Dans ce contexte, l’Anses a été saisie en 2013 par le Ministère de la santé et le Ministère de l’environnement afin de réaliser une expertise relative aux effets sanitaires potentiels des basses fréquences (20 Hz à 200 Hz) et infrasons (inférieurs à 20 Hz) dus aux parcs éoliens. Pour ce faire, un groupe de travail constitué d’experts en acoustique, en métrologie, en épidémiologie et en évaluation des risques sanitaires a été mis en place par l’Agence en 2014.
Les travaux menés ont permis d’une part, grâce à une revue de la littérature scientifique en matière d’effets sanitaires auditifs et extra auditifs, de mettre à jour les connaissances existantes et d’autre part de documenter les niveaux d’exposition sonores à proximité de parcs éoliens.
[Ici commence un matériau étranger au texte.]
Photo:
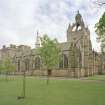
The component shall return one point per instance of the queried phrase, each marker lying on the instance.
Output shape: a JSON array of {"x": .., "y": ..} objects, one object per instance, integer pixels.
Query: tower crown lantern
[
  {"x": 37, "y": 44},
  {"x": 78, "y": 17}
]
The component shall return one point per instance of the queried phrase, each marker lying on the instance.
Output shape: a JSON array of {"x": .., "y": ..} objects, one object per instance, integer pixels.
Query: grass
[
  {"x": 58, "y": 92},
  {"x": 97, "y": 77}
]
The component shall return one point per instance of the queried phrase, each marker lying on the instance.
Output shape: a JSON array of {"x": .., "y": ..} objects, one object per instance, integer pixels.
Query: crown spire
[{"x": 37, "y": 44}]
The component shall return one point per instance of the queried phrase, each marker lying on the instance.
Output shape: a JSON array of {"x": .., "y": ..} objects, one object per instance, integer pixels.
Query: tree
[
  {"x": 100, "y": 30},
  {"x": 8, "y": 66},
  {"x": 49, "y": 53}
]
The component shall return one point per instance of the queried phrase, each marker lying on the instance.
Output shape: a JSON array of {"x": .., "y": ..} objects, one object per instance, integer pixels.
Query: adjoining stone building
[{"x": 76, "y": 57}]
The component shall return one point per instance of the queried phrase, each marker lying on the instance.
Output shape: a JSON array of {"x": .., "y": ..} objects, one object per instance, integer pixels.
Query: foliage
[
  {"x": 100, "y": 30},
  {"x": 49, "y": 52},
  {"x": 7, "y": 65}
]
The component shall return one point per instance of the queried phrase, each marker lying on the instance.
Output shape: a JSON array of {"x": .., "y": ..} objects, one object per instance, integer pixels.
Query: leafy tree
[
  {"x": 49, "y": 53},
  {"x": 100, "y": 30},
  {"x": 8, "y": 66}
]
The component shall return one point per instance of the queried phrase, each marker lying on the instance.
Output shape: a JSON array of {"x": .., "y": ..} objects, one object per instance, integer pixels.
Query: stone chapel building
[{"x": 76, "y": 54}]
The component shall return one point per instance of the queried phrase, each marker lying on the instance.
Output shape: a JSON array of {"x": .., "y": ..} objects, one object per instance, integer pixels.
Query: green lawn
[
  {"x": 58, "y": 92},
  {"x": 97, "y": 77}
]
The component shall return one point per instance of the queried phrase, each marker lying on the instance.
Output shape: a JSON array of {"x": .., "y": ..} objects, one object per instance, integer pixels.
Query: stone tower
[
  {"x": 78, "y": 35},
  {"x": 37, "y": 44}
]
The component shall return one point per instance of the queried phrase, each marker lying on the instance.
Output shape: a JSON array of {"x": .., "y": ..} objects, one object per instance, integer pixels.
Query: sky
[{"x": 21, "y": 19}]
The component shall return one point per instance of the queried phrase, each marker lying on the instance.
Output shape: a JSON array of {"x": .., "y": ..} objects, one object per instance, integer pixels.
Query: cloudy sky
[{"x": 20, "y": 19}]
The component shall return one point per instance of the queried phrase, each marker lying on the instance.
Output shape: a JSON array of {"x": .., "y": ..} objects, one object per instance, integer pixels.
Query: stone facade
[{"x": 76, "y": 54}]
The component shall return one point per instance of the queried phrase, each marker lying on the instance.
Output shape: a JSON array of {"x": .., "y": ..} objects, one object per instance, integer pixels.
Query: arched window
[
  {"x": 37, "y": 63},
  {"x": 63, "y": 61}
]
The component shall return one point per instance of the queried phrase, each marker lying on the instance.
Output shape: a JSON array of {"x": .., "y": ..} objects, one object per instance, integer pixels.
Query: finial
[{"x": 78, "y": 12}]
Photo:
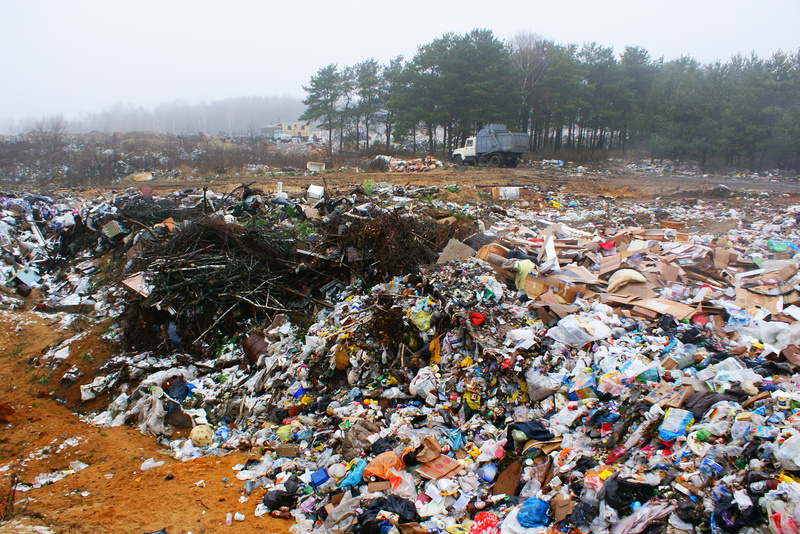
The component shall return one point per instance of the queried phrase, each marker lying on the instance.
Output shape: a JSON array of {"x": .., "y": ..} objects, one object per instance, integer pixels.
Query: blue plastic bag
[
  {"x": 356, "y": 476},
  {"x": 533, "y": 513}
]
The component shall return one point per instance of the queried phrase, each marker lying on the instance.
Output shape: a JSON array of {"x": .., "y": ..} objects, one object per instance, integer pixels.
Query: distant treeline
[
  {"x": 228, "y": 117},
  {"x": 569, "y": 99}
]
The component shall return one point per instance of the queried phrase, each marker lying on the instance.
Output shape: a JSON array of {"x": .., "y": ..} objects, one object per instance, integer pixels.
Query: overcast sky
[{"x": 75, "y": 57}]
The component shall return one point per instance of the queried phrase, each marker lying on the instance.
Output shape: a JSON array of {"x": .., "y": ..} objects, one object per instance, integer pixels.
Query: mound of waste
[{"x": 406, "y": 364}]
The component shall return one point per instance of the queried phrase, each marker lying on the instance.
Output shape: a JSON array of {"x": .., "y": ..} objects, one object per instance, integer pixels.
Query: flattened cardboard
[
  {"x": 664, "y": 306},
  {"x": 440, "y": 467},
  {"x": 381, "y": 485},
  {"x": 748, "y": 299},
  {"x": 455, "y": 250}
]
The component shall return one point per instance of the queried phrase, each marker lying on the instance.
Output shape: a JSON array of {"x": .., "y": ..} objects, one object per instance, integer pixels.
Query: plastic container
[{"x": 675, "y": 423}]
En effet, en complément des données issues de la littérature scientifique sur l’exposition aux infrasons et basses fréquences dus aux parcs éoliens, l’Anses a fait réaliser des campagnes de mesures de bruit (incluant basses fréquences et infrasons) à proximité de trois parcs éoliens par le Centre d’études et d’expertise sur les risques, l’environnement, la mobilité et l’aménagement (Cerema). Au-delà, l’analyse des référentiels réglementaires mis en place dans les pays européens a permis de mettre en évidence l’hétérogénéité de la prise en compte de cette problématique au sein de l’Union européenne.
Les résultats des mesures effectuées confirment que les éoliennes sont des sources d’infrasons et de basses fréquences sonores. Toutefois, aucun dépassement des seuils d’audibilité (1) dans les domaines des infrasons et basses fréquences jusqu’à 50 Hz n’a été constaté.
Par ailleurs, les effets potentiels sur la santé des infrasons et basses fréquences produits par les éoliennes n’ont fait l’objet que de peu d’études scientifiques. Cependant, l’ensemble des données expérimentales et épidémiologiques aujourd’hui disponibles ne met pas en évidence d’effets sanitaires liés à l’exposition au bruit des éoliennes, autres que la gêne liée au bruit audible (1).
Des connaissances acquises récemment chez l’animal montrent toutefois l’existence d’effets biologiques induits par l’exposition à des niveaux élevés d’infrasons. Ces effets n’ont pour l’heure pas été décrits chez l’être humain, en particulier pour des expositions de l’ordre de celles liées aux éoliennes et retrouvées chez les riverains (exposition longue à de faibles niveaux). À noter que le lien entre ces hypothèses d’effets biologiques et la survenue d’un effet sanitaire n’est pas documenté aujourd’hui.
L’Anses conclut que les connaissances actuelles en matière d’effets potentiels sur la santé liés à l’exposition aux infrasons et basses fréquences sonores ne justifient ni de modifier les valeurs limites d’exposition au bruit existantes, ni d’introduire des limites spécifiques aux infrasons et basses fréquences sonores.
Dans ce contexte, l’Agence recommande :
L’Agence rappelle par ailleurs que la réglementation actuelle prévoit que la distance d’une éolienne à la première habitation soit évaluée au cas par cas, en tenant compte des spécificités des parcs. Cette distance, au minimum de 500 m, peut être étendue à l’issue de la réalisation de l’étude d’impact, afin de respecter les valeurs limites d’exposition au bruit.
(1) Le seuil d’audibilité est le volume sonore minimal perceptible par l’oreille humaine. Plus les fréquences sonores sont basses, plus le niveau sonore doit être élevé pour qu’il soit perceptible.